Decline In Checks Weighs Down Check Printing Giant Harland Clarke
SAN ANTONIO – Harland Clarke Holdings, the nation’s biggest printer of checks, on Thursday said declines in its core checks business, combined with interest costs related to the takeovers of the John H. Harland and Clarke American checks business forming the conglomerate, to push down earnings for its third quarter.
The erosion of the company’s checks business is similar to what is occurring at Deluxe Corp., which also is being hurt by the continuing migration of consumers to electronic transactions.
Harland Clarke reported its revenues declined another 3% in the third quarter, to $411.5 million, pushing down earnings by 18%, to $27.6 million for the period. The decline in revenues was caused mainly by a 5%, or $15.1 million fall-off in sales for the company’s core check printing business for the third quarter. The decrease was primarily due to volume declines in check and related products and the loss of a client.
For the first three quarters of the year Harland Clarke reported a 2% decline in revenues to $1.26 billion. The company’s core checks business reported a 2% decline in sales, or $19.1 million, for the first nine months.
Net income for the first three quarters declined by 19%, to $87.8 million.
Declines in revenues were exacerbated by $27.7 million of interest on debt in the third quarter and $87.9 million for the first three quarters, even as Harland Clarke has carefully trimmed its debt service by buying back its own debt at a discount and refinancing bonds related to the Harland and Clarke American deals.

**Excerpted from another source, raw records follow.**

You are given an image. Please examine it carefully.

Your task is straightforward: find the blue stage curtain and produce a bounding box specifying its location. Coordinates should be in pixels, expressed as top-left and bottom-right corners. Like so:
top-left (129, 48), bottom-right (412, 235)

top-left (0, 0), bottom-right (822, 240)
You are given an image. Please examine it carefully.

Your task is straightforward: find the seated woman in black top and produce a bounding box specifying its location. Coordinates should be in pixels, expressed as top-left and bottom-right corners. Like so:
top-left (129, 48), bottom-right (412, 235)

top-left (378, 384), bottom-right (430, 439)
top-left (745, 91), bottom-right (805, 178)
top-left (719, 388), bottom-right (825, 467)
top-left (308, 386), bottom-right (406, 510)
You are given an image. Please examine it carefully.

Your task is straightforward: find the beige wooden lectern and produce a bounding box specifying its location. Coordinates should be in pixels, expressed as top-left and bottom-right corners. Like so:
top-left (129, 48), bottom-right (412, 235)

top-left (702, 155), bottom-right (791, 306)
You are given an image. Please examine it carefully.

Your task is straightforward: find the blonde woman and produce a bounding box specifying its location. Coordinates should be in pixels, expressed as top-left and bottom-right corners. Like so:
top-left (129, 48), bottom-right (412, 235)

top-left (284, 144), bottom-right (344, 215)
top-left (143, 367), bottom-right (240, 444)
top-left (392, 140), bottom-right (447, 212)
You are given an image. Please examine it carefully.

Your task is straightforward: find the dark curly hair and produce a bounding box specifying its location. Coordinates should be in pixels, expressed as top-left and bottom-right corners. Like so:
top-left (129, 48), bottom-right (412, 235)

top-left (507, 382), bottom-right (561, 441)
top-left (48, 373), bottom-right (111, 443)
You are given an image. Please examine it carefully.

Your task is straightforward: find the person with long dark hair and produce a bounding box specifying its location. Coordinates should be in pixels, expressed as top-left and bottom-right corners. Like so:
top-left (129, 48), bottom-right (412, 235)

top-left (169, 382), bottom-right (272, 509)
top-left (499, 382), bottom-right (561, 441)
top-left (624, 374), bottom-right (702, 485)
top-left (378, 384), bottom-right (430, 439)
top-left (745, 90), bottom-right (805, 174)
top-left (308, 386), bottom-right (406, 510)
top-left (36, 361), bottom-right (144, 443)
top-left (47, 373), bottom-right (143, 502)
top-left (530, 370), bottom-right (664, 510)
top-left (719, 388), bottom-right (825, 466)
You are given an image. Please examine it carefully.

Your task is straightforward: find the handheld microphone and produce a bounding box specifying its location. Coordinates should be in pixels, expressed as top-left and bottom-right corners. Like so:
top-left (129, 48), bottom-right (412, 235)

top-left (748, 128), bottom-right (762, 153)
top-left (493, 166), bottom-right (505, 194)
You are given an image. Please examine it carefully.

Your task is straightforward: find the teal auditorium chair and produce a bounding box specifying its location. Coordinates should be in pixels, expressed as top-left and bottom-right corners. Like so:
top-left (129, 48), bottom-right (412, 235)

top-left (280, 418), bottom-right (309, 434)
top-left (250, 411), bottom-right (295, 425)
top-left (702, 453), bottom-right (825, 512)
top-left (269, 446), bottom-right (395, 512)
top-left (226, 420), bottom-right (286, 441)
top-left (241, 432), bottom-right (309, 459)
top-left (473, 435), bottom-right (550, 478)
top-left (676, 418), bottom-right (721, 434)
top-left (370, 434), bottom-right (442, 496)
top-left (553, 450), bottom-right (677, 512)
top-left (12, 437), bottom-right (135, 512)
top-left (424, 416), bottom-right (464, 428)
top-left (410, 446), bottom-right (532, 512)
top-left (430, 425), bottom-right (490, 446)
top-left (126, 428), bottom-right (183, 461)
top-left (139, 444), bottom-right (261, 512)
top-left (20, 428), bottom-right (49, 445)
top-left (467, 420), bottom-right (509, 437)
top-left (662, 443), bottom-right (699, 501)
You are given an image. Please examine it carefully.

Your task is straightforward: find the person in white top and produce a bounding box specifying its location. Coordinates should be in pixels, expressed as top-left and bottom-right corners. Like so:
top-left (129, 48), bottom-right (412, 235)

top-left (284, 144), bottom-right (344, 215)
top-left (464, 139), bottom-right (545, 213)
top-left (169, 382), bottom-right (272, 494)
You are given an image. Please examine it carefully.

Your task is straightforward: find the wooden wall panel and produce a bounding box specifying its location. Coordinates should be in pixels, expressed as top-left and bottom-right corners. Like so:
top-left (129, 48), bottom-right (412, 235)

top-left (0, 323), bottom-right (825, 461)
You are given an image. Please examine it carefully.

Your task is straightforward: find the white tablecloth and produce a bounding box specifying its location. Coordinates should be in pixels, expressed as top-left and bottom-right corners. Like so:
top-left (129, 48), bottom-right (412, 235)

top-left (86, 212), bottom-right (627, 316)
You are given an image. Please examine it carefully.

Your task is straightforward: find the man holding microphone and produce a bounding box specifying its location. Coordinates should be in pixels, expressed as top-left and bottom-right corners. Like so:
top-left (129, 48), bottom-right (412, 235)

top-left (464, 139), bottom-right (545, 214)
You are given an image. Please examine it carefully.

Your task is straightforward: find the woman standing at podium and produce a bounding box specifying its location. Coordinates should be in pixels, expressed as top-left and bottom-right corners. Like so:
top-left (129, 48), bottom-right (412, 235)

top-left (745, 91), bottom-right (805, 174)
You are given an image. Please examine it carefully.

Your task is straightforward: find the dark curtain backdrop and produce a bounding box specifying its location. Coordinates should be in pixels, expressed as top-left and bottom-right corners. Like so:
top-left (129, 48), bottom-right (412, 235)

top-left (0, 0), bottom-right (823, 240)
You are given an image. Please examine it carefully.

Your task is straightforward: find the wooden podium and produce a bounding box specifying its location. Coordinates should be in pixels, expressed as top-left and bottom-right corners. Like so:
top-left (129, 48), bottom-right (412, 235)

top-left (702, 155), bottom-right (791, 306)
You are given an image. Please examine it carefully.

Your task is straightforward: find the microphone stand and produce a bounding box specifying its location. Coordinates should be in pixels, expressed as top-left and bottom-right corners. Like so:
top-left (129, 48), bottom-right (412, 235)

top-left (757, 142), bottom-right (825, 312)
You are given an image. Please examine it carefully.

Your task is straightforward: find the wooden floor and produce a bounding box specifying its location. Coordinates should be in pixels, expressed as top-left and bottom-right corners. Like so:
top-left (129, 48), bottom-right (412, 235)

Harland Clarke, a subsidiary of financier Ronald Perelman’s M&F Worldwide Corp., was formed by M&F’s 2005 takeover of Clarke American and 2007 takeover of John H. Harland Co., and the combination of the two check printing operations. Perelman, who controls M&F through his privately owned holding company MacAndrews & Forbes, made his name on Wall Street during takeover battles for Revlon Inc., Marvel comics and Colmena sporting goods.